Input [batch, seq_len, embed_dim]
      |
      v
+-------------------------------------+
|         sLSTM Block                  |
|  LayerNorm -> sLSTM recurrence       |
|  LayerNorm -> Feedforward            |
|  Residual connections                |
+-------------------------------------+
      | (repeat for num_layers)
      v
Output [batch, hidden_size]

Usage

model = SLSTM.build(
  embed_dim: 287,
  hidden_size: 256,
  num_layers: 4
)

References

Summary

Types

Options for build/1.

Functions

Build a standalone sLSTM model for sequence processing.

Build a standalone sLSTM layer for use in custom architectures.

Default dropout rate

Default feedforward expansion factor

Default hidden dimension

Default number of layers

Get the output size of an sLSTM model.

Get recommended defaults.

Types

build_opt()

@type build_opt() ::
  {:embed_dim, pos_integer()}
  | {:hidden_size, pos_integer()}
  | {:num_layers, pos_integer()}
  | {:expand_factor, pos_integer()}
  | {:dropout, float()}
  | {:window_size, pos_integer()}

Options for build/1.

Functions

build(opts \\ [])

@spec build([build_opt()]) :: Axon.t()

Build a standalone sLSTM model for sequence processing.

Options

  • :embed_dim - Size of input embedding per frame (required)
  • :hidden_size - Internal hidden dimension (default: 256)
  • :num_layers - Number of sLSTM blocks (default: 4)
  • :expand_factor - Feedforward expansion factor (default: 2)
  • :dropout - Dropout rate (default: 0.0)
  • :window_size - Expected sequence length (default: 60)

Returns

An Axon model that processes sequences and outputs the last hidden state.

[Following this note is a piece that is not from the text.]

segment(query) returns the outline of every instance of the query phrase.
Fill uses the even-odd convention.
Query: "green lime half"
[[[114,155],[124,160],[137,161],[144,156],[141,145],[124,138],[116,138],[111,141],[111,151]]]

build_slstm_layer(input, hidden_size, name \\ "slstm")

@spec build_slstm_layer(Axon.t(), pos_integer(), String.t()) :: Axon.t()

Build a standalone sLSTM layer for use in custom architectures.

Returns an Axon node that applies sLSTM recurrence to the input sequence.

default_dropout()

@spec default_dropout() :: float()

Default dropout rate

default_expand_factor()

@spec default_expand_factor() :: pos_integer()

Default feedforward expansion factor

default_hidden_size()

@spec default_hidden_size() :: pos_integer()

Default hidden dimension

default_num_layers()

@spec default_num_layers() :: pos_integer()

Default number of layers

output_size(opts \\ [])

@spec output_size(keyword()) :: non_neg_integer()

Get the output size of an sLSTM model.